Cette sortie est une des conséquences du fiasco diplomatique dans laquelle s’est empêtré le gouvernement italien ces dernières semaines d’abord en refusant le retour à l’issue de leur permission de sortie des fusiliers marins faisant l’objet d’une enquête judiciaire en Inde (affaire du Enrica Lexie) puis en validant leur retour, après quelques jours de tension importante entre New Delhi et Rome. Le ministre des Affaires étrangères, Giulio Terzi, s’était particulièrement impliqué dans cette décision prise, apparemment, en concertation avec Mario Monti. Et il avait jusqu’ici résisté à tous les appels à la démission lancé par l’opposition.

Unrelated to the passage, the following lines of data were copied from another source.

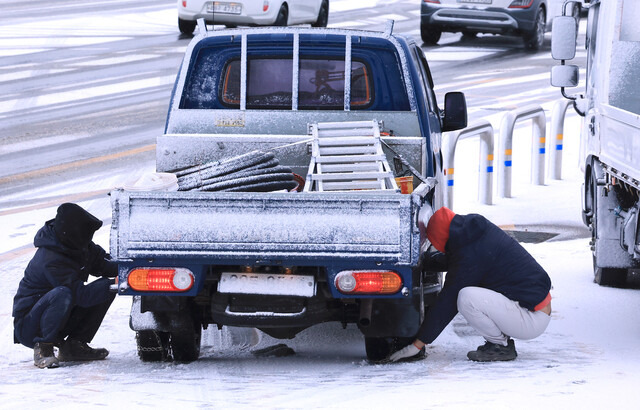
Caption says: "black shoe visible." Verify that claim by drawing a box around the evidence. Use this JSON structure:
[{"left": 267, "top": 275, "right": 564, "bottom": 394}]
[
  {"left": 33, "top": 343, "right": 60, "bottom": 369},
  {"left": 467, "top": 339, "right": 518, "bottom": 362},
  {"left": 58, "top": 340, "right": 109, "bottom": 362}
]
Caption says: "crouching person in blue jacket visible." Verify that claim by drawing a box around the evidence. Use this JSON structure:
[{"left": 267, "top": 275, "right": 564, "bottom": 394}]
[
  {"left": 390, "top": 208, "right": 551, "bottom": 362},
  {"left": 13, "top": 203, "right": 117, "bottom": 368}
]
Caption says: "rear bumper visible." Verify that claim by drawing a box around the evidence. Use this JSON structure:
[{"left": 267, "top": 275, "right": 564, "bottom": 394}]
[{"left": 420, "top": 2, "right": 538, "bottom": 34}]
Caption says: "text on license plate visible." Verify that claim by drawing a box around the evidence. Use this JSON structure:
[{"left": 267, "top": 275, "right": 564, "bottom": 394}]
[
  {"left": 458, "top": 0, "right": 492, "bottom": 4},
  {"left": 218, "top": 272, "right": 316, "bottom": 297},
  {"left": 207, "top": 1, "right": 242, "bottom": 14}
]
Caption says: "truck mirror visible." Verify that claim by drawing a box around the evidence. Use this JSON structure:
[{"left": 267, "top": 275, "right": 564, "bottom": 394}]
[
  {"left": 551, "top": 65, "right": 578, "bottom": 87},
  {"left": 442, "top": 91, "right": 467, "bottom": 132},
  {"left": 551, "top": 16, "right": 578, "bottom": 60}
]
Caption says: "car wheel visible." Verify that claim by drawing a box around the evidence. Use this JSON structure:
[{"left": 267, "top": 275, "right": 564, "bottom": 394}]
[
  {"left": 273, "top": 4, "right": 289, "bottom": 27},
  {"left": 462, "top": 31, "right": 478, "bottom": 40},
  {"left": 524, "top": 8, "right": 547, "bottom": 50},
  {"left": 171, "top": 324, "right": 202, "bottom": 362},
  {"left": 585, "top": 167, "right": 627, "bottom": 288},
  {"left": 364, "top": 337, "right": 393, "bottom": 363},
  {"left": 312, "top": 1, "right": 329, "bottom": 27},
  {"left": 178, "top": 17, "right": 196, "bottom": 34},
  {"left": 420, "top": 24, "right": 442, "bottom": 45},
  {"left": 136, "top": 330, "right": 169, "bottom": 362}
]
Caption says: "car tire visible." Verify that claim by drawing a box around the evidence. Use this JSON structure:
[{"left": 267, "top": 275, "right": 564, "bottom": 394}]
[
  {"left": 136, "top": 330, "right": 169, "bottom": 362},
  {"left": 312, "top": 1, "right": 329, "bottom": 27},
  {"left": 462, "top": 31, "right": 478, "bottom": 40},
  {"left": 273, "top": 4, "right": 289, "bottom": 27},
  {"left": 171, "top": 324, "right": 202, "bottom": 362},
  {"left": 420, "top": 24, "right": 442, "bottom": 46},
  {"left": 364, "top": 337, "right": 393, "bottom": 363},
  {"left": 524, "top": 7, "right": 547, "bottom": 51},
  {"left": 178, "top": 17, "right": 196, "bottom": 35}
]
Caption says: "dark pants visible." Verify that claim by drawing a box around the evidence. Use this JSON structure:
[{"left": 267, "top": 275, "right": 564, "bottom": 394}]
[{"left": 15, "top": 279, "right": 115, "bottom": 348}]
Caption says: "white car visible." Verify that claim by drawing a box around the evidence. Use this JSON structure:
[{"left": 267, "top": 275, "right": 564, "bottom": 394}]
[
  {"left": 178, "top": 0, "right": 329, "bottom": 34},
  {"left": 420, "top": 0, "right": 580, "bottom": 50}
]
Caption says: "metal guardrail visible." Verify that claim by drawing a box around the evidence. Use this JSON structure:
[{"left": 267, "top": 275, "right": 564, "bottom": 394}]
[
  {"left": 498, "top": 105, "right": 547, "bottom": 198},
  {"left": 549, "top": 98, "right": 573, "bottom": 179},
  {"left": 445, "top": 120, "right": 494, "bottom": 209}
]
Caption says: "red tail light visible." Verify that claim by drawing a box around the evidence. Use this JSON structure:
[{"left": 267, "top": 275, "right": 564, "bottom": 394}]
[
  {"left": 127, "top": 268, "right": 194, "bottom": 292},
  {"left": 334, "top": 271, "right": 402, "bottom": 295}
]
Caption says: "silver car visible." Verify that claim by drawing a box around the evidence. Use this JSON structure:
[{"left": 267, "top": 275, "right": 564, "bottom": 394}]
[
  {"left": 178, "top": 0, "right": 329, "bottom": 34},
  {"left": 420, "top": 0, "right": 580, "bottom": 50}
]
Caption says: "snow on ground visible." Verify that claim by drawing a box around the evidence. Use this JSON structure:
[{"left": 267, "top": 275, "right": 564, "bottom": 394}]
[{"left": 0, "top": 110, "right": 640, "bottom": 409}]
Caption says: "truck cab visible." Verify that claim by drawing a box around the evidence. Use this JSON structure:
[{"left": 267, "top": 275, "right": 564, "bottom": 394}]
[
  {"left": 111, "top": 24, "right": 466, "bottom": 361},
  {"left": 551, "top": 0, "right": 640, "bottom": 286}
]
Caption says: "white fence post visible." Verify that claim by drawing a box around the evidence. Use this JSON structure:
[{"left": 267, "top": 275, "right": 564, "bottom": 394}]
[
  {"left": 549, "top": 98, "right": 572, "bottom": 179},
  {"left": 445, "top": 120, "right": 494, "bottom": 209},
  {"left": 498, "top": 105, "right": 547, "bottom": 198}
]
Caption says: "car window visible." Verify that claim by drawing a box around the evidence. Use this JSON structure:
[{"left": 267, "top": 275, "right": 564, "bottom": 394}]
[{"left": 219, "top": 58, "right": 373, "bottom": 109}]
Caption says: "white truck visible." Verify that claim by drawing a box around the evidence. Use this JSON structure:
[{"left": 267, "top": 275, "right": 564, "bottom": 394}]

Mario Monti assure l’intérim

C’est Mario Monti qui assurera de manière intérimaire le portefeuille des Affaires étrangères. Le gouvernement est en effet démissionnaire après les élections législatives qui l’ont privé de majorité et en attendant la formation d’un nouveau gouvernement par Luigi Bersani, le leader de la gauche, vainqueur des élections mais qui ne dispose pas de majorité cependant au Sénat.

Di Paola reste à bord

Le ministre de la Défense, Di Paola, n’entend pas suivre ce chemin. « Ce serait facile, sans frais. Mais ce serait une erreur Je n’abandonnerai pas le navire en difficulté, avec Maximilien et Sauveur (les deux militaires) à bord, jusqu’à mon dernier jour au bureau » a-t-il déclaré.

La colère de l’armée

Le chef d’Etat-Major de l’armée, l’amiral Luigi Binelli Mantelli, avait publié il y a trois jours dénonçant, dans un communiqué envoyé à la presse, le traitement du dossier par les responsables politiques. « J’espère que cette question, qui prend de plus en plus, le ton de la farce se terminera dès que possible et que nos Fusiliers, représentants de l’État, au même titre que tous les militaires opérant à l’étranger pour la paix et la stabilité, retourneront rapidement devant la juridiction italienne ». Un communiqué qui n’est pas que personnel. Il exprime la colère qui règne dans les milieux militaires, surtout la marine, qui se sent abandonné par l’Etat.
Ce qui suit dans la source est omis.